Workbench match behaviour lacking

When using Workbench in Specify6, I recall it was possible to set the match behaviour to, say, always “pick first” as to take the first entry of a range of possible matches. In Specify7, I no longer see that option leading to a lot of extra manual labour, because now you need to manually disambiguate numerous entries.

Did I miss something?

2 Likes

Hi @fedoras,

At this time, there is no way to set matching behavior to pick the first entry in a list of matches despite its usefulness.

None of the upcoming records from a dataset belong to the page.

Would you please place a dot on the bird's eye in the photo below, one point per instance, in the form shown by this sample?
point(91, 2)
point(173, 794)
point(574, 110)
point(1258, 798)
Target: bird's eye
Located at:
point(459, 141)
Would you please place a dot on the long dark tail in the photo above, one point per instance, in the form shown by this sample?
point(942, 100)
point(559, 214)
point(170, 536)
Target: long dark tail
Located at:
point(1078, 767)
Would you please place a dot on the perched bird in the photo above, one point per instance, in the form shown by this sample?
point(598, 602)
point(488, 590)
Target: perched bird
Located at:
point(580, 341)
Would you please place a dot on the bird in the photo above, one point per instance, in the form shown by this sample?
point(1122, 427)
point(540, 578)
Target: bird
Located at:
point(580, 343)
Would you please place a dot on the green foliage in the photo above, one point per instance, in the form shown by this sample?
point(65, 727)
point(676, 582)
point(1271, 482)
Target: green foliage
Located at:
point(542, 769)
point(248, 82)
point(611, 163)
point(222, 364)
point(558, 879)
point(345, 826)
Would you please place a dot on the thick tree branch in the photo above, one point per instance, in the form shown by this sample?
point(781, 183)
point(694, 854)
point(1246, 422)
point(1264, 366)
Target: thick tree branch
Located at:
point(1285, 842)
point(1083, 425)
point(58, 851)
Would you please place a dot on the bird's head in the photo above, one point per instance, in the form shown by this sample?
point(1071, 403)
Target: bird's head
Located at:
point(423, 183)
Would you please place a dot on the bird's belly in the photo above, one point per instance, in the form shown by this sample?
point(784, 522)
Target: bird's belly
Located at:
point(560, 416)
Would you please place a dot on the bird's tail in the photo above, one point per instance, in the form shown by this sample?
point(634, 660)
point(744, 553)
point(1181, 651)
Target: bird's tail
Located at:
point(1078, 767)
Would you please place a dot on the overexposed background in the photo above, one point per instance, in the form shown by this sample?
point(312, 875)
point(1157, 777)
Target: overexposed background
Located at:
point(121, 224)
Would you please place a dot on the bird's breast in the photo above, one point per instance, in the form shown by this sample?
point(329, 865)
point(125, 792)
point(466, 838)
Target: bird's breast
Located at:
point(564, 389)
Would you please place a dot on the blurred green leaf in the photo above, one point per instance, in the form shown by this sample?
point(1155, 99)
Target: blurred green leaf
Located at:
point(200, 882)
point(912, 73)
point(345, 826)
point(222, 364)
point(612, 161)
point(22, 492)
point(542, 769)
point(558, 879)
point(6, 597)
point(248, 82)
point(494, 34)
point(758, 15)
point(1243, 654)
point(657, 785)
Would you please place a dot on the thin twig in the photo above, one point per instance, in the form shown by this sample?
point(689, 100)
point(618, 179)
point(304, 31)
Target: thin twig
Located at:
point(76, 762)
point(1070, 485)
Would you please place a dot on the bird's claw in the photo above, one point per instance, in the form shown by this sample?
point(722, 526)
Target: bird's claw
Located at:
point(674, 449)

We have created branches of Specify 7 in the past to arbitrarily match to a returned agent, which you can see below:

This branch modifies the Workbench uploader to choose an arbitrary agent when multiple agents are matched. The modification is just hardwired in with no control flag or anything. This was for experimental purposes.

You could create a branch of Specify 7 with this change made for the desired table you want to match on if this is the behavior you need. This is experimental, so we do not recommend using this in production as it applies globally.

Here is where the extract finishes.